DE ASIS: Well, you get to a point you can only get so much productivity before you suffer burnout from overtime and the forced march, so we weigh each and every hire carefully. But as long as the orders keep coming in, we want to fill them.

The company’s also investing in the latest robotic machines to cut, grind, and polish the super-hard knife-blades.

Manufacturing manager Tony Coke says if you thought that would lead to layoffs as people are replaced by machines, you’d be dead wrong.

TONY COKE: Adding automation into some of the more manual repetitive tasks frees up those people to move on to some of the higher-skilled, less repetitive activities and then focus on additional product to provide us growth opportunities.

Economist Bernard Baumohl says an important growth opportunity for mid-sized firms is to cultivate foreign business.

BERNARD BAUMOHL: That would certainly accelerate job growth.

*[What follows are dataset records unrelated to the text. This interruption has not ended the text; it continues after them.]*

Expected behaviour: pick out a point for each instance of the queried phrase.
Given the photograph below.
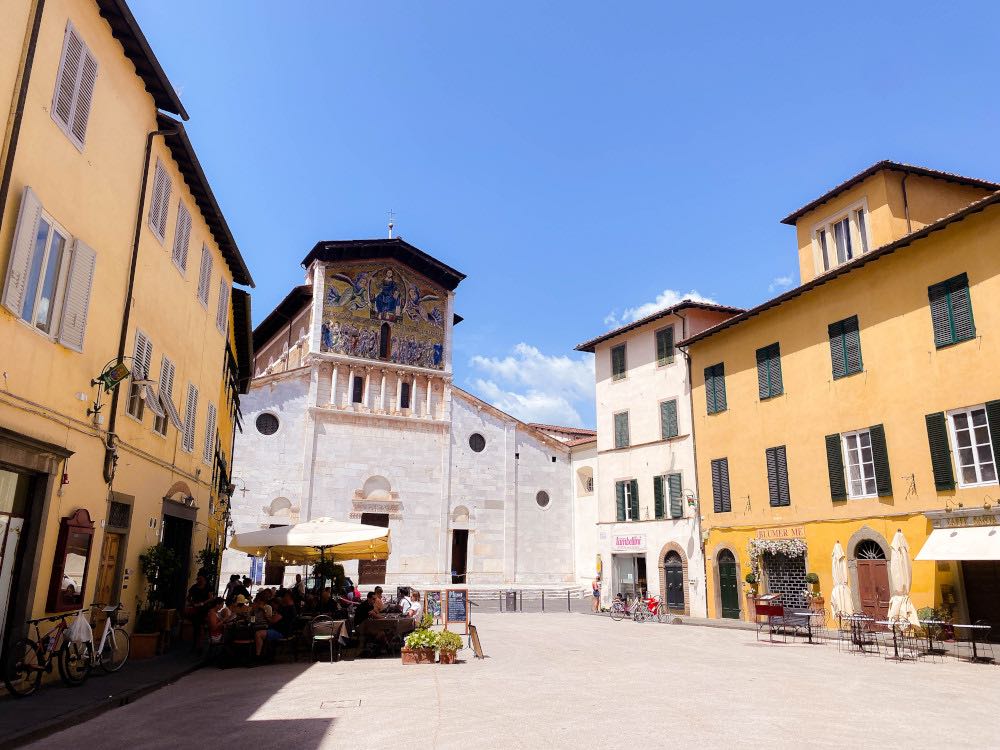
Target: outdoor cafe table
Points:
(809, 615)
(976, 629)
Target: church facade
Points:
(353, 414)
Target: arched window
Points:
(385, 341)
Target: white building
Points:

Because the export market is one of the most vibrant in the U.S. right now.

It’s certainly vibrant for Benchmade. De Asis says exports are around 5 percent of sales — and growing.

DE ASIS: It was like a 28 percent increase this year over last year, and about 80 percent between this year and three years ago. So our most prolific markets are going to be Russia, Eastern Europe, and China — you know, they just rock.

America might not have the shiniest reputation right now for running an economy, but the “Made in America” brand still shines in the developing world.

I’m Mitchell Hartman for Marketplace.